You might think that this isn’t so surprising — of course you’d have a better shot at good health, wealth, and a clean rap sheet if you go to a decent school. {snip}

But that doesn’t seem to be the whole story, based on the findings of a recent study — as yet unpublished — that evaluates the effects of the past decade’s resegregation. The study focuses on the Charlotte-Mecklenburg school district, the site of a decisive NAACP victory in 1971 that resulted in race-based busing to achieve integration. This mandated busing policy was overturned by the Supreme Court in 2001, leading the district to redraw its school boundaries to ignore racial considerations, and, as a result, to reassign half of its students to new schools the following year. Prior to the 2001 ruling, a school’s zone might include, in addition to the neighborhood immediately surrounding it, pockets of students drawn from elsewhere in the city, who were added to ensure racial balance in each grade or classroom. With the end of busing, zone boundaries now included only the neighborhoods surrounding the school.
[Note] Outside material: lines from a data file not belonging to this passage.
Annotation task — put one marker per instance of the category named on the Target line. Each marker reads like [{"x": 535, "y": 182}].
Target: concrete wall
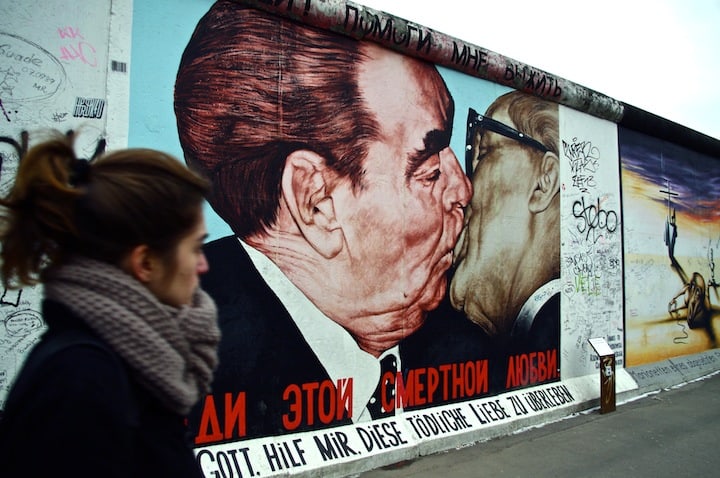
[{"x": 614, "y": 265}]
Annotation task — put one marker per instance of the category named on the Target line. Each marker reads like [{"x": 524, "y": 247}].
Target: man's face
[
  {"x": 496, "y": 233},
  {"x": 401, "y": 223}
]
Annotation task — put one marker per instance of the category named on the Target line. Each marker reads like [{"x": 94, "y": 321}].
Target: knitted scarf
[{"x": 171, "y": 351}]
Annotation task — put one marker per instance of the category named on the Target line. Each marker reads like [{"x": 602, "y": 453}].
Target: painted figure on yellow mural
[{"x": 695, "y": 303}]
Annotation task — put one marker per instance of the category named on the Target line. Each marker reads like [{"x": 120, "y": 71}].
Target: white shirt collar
[
  {"x": 532, "y": 306},
  {"x": 336, "y": 349}
]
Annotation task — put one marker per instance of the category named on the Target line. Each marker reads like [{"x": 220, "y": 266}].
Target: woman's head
[{"x": 61, "y": 206}]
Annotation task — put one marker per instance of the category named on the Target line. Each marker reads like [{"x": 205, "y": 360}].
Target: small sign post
[{"x": 607, "y": 374}]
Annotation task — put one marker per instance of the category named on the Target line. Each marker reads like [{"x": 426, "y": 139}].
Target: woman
[{"x": 131, "y": 341}]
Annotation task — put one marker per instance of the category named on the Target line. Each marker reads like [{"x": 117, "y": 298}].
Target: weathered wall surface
[{"x": 586, "y": 230}]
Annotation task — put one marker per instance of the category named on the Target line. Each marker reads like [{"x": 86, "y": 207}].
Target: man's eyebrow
[{"x": 434, "y": 141}]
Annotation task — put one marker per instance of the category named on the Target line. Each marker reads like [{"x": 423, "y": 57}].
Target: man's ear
[
  {"x": 140, "y": 263},
  {"x": 305, "y": 190},
  {"x": 547, "y": 183}
]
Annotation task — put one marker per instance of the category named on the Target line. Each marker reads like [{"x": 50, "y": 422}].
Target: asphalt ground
[{"x": 674, "y": 432}]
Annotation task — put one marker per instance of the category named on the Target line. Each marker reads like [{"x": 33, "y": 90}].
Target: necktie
[{"x": 387, "y": 364}]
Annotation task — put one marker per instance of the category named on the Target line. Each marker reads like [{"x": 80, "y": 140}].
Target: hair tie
[{"x": 79, "y": 172}]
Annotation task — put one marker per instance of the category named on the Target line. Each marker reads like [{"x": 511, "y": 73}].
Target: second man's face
[{"x": 402, "y": 222}]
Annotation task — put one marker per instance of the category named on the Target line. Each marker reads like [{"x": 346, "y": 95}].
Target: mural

Whereas previously all students had attended racially mixed schools, after 2001 some schools ended up mostly black, others mostly white. The study compares the experiences of students who lived in the same neighborhoods — potentially just across the street from one another — but ended up at schools with different racial mixes as a result of the zoning change. What’s so intriguing about the Charlotte-Mecklenburg study is that in this case, resegregation was accompanied by increased funding to minority-dominated schools, to diminish the impact on student performance in high-poverty neighborhoods. This might account for the fact that, at least as measured by graduation rates and college attendance, the end of busing didn’t hurt minority students too much. (Academic performance by nonminority students zoned into minority schools declined considerably, however.)

Despite cushioning minority students from academic decline, the resegregation of Charlotte schools nonetheless led to a jump in arrests and incarcerations of minority students — particularly among poor black males, who are most at risk for crime. According to the authors’ calculations, a poor black male was 15 percent more likely to get arrested if assigned to a school that had 60 percent minority students rather than 40 percent minority.